Nun, vielleicht neige ich da zu schwarz-weißem Denken, aber für mich ist es schon Rassismus, wenn auch die individuelle Not eines Rassisten für mich eher eine Entschuldigung ist als pure Besitzstandswahrung. Aber natürlich ist auch klar, dass sie durch diese Unterscheidung auch die Menschen mit Zuwanderungsgeschichte mitnimmt, die im ersten Fall raus sind.

Außerdem ist ihre nationale Identität, die im Folgenden eine große Rolle spielt, durch eine gemeinsam erfahrene kulturelle Identität geprägt. Diese Abkehr vom Gedanken einer gemeinsamen Europäischen Union in der jetzigen Form und Rückkehr zum Nationalstaat ist nämlich ihr Allheilmittel für die Probleme. Dadurch kann eine gemeinsame Identität für Zugehörigkeit sorgen und damit für ein stärkeres Miteinander. Da schließt sie quasi alle, die schon mal hier sind mit ein, so wie ich das verstehe. Neue sollen nur nicht hinzukommen. Die gemeinsame Erzählung sind die 70er-Jahre, als linksliberal noch nicht identitätspolitisches Gerede von sozial privilegierten Eliten war. Letzterer Wohlfühlgedanke ist übrigens durchaus anschlussfähig bei  mir, da ich selbst noch davon profitierten konnte, die Fesseln meines Elternhauses zu lösen. 

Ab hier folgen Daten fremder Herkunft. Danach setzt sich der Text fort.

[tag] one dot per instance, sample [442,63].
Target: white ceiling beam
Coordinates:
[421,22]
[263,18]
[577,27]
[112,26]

Aber Sahra Wagenknecht schließt bei ihrer Suche nach Verbündeten  Konservative mit ein und singt ein Lied auf den Konservatismus, den sie als wertkonservativ und zugleich links wünscht. Das gipfelt dann in ihrem linkskonservativem Programm.  Mich persönlich erinnert das im besten Fall an den schwedischen Weg der Sozialdemokratie und im schlechtesten Fall an andere Versuche das Nationale mit dem Sozialen zu verbinden.

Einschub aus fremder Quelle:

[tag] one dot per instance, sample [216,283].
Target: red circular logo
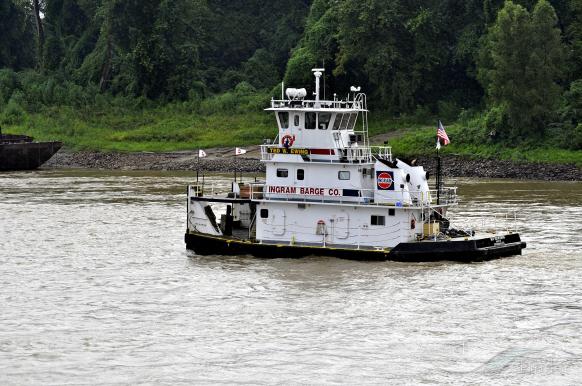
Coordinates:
[385,180]
[287,140]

Letzteres ist natürlich nicht ihre Absicht, öffnet aber eine Tür. Natürlich dereguliert und reguliert die EU nach Belieben und schafft einen Wirtschaftsraum, der Oligopole und andere Konzentrationen von Macht begünstigt. Zudem sind es tatsächlich die Nationalstaaten innerhalb der Union, die mit Sozialprogrammen dagegen halten. Keine Frage, es müssen Wege gefunden werden, globale Konzerne in ihrem Wachstum zu begrenzen oder in Verantwortung genommen werden. Aber in meinen Augen führt eine Stärkung einer nationalen Identität, und mag sie auf noch so einem humanistischen Prinzip beruhen, zu einer Verlagerung im Kampf um knappe Ressourcen. Es wird automatisch zu einem Konkurrenzkampf der Nationalstaaten führen, in dem es Gewinner und Verlierer gibt. Keine Nation wird, wenn sie erst einmal prosperiert, freiwillig andere  unterstützen und dabei Verzicht leisten. Trotz Lobbyismus, Vetternwirtschaft und mangelnder Transparenz in europäischen Institutionen ist ein gemeinsamer Weg der einzige , der der Barbarei Vorschub leisten kann. Ich glaube kaum, dass eine nationale Identität, auch auf Basis  von kulturellen Werten, etwas Anderes als  nationale Egoismen fördern kann. 

Bleibt in der Analyse ein lesenswertes Buch, das im zweiten Teil mit Vorsicht zu lesen ist, da es durchaus die Gefahr birgt, zu sehr anschlussfähig an rechte Kreise zu sein. Der Autorin allerdings aufgrund dieser Gefahr vorzuwerfen, mit dem Feuer zu spielen und ihre Analyse gleich mit auf den Scheiterhaufen der Ideen zu werfen, überzeugt mich nicht. Gerade auch die hier nicht weiter genannten Analysen von Globalisierungsfolgen und denen der Digitalisierung müssen weiter beachtet werden.